What technology do you find most useful in marketing your business?

Word of mouth is still one of the most effective channels for us, so any technology that helps us to amplify that, especially social media, is useful.

How did you establish a gap in the merino market when there are already so many competitors?

We didn’t create the gap but rather showed the world that there was one. The majority of brands in the merino game were targeting the older outdoor market. The product was very technical and didn’t always resonate well with a younger crowd. We saw the opportunity to target a younger, more style-discerning audience and address their needs. Our solution was to create merino clothing that combines all of the technical attributes that make it great on the mountain with a style that looks good at après ski or around town. It’s that versatility that creates the value and has people coming back for more. 

Not many brands become so successful so quickly. What do you attribute the rapid growth of Mons Royale to?

As we were targeting a gap in the market, we weren’t talking to retailers about trying to replace an existing brand they carried; we were really explaining that they were missing a sale, as this audience just wasn’t buying merino. Once the retailers grasped this insight they were more willing take Mons Royale on. It helps that action sports retailers tend to be staffed by people from our target audience and they love wearing Mons Royale. We have some really strong advocates in shop staff around the world – they’ve made it part of their lifestyle and their commitment is a massive asset.

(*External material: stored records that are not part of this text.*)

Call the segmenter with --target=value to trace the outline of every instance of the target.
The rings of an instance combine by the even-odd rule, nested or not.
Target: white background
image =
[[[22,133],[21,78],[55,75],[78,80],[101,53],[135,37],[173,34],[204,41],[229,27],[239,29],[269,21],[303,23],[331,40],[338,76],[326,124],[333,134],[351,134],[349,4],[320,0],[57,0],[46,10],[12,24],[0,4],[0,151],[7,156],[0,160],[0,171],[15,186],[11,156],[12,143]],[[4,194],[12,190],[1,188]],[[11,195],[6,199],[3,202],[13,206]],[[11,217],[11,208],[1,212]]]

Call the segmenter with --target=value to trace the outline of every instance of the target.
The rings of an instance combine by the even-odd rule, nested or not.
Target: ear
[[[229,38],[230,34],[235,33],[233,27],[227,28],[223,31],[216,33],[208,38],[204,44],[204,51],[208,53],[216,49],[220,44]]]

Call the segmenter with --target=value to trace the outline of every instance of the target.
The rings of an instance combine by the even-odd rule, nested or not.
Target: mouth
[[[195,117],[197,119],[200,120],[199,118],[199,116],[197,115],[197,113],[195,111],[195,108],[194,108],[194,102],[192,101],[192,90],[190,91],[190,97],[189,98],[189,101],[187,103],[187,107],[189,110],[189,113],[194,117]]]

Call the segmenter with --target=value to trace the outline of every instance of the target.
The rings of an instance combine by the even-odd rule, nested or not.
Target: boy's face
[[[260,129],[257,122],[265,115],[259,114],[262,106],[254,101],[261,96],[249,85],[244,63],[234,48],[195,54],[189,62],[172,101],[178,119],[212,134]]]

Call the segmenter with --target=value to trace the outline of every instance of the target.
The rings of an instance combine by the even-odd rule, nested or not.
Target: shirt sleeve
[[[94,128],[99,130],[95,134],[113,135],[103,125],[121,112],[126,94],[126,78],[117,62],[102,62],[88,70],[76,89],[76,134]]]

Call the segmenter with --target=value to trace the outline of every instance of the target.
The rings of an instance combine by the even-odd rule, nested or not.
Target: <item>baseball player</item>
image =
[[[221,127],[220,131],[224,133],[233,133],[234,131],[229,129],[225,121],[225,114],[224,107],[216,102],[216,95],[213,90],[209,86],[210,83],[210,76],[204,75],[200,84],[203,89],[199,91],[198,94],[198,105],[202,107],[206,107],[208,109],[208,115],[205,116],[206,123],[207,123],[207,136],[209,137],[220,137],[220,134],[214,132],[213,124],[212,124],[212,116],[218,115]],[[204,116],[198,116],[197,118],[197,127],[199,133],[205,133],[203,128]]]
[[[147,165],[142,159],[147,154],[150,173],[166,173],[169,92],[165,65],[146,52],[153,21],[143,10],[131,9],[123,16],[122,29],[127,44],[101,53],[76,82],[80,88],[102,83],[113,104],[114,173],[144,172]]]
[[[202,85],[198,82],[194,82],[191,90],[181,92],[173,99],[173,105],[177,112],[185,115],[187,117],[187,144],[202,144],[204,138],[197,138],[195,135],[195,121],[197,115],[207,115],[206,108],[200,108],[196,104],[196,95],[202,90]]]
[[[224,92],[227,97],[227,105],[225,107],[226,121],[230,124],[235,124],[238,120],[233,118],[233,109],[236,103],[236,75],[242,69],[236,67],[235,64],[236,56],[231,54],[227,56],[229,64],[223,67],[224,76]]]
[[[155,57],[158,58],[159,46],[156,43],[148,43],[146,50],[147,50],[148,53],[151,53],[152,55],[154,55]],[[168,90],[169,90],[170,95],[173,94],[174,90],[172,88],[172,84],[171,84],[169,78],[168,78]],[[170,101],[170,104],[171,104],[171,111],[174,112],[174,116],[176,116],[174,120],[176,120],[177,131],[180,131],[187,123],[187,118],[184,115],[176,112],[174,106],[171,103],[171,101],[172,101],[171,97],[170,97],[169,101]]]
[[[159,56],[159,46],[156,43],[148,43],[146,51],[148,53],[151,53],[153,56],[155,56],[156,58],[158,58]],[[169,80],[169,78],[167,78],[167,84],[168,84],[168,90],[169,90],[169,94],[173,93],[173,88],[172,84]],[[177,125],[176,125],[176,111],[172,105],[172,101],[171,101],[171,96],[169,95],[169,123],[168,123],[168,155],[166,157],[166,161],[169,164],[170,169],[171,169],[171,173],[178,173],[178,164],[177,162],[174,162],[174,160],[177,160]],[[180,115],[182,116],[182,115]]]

This rings true with influencing other industry people such as the media and pro riders as well. Because Mons Royale didn’t conflict with their already established commercial loyalties we were able to become their personal first choice, their favourite in technical underwear and base layer. For example, if we were an eyewear or outerwear brand, we wouldn’t have been able to work with a skier like Jossi Wells because he has major contracts with Nike and Oakley for those product groups. Underwear is another matter though!

What was the most difficult part of getting the brand where it is today?

Keeping it all together. The clothing game and especially merino clothing is a complicated beast to design, produce and sell globally. We are really fortunate that we have such a great team, which crazily enough is just five people.

What has been the biggest lesson you’ve learnt since you first started the business?

There are so many lessons and many of them big. Stay focused on the big issues. Your team is key. Develop relationships with experts that you can go to seek advice from or mull over issues with a beer or coffee.

What advice would you give to someone who was thinking about starting a business in a field that looks over-populated with competitors?

Don’t, unless you are targeting a gap that you can defend once your competitors know about it.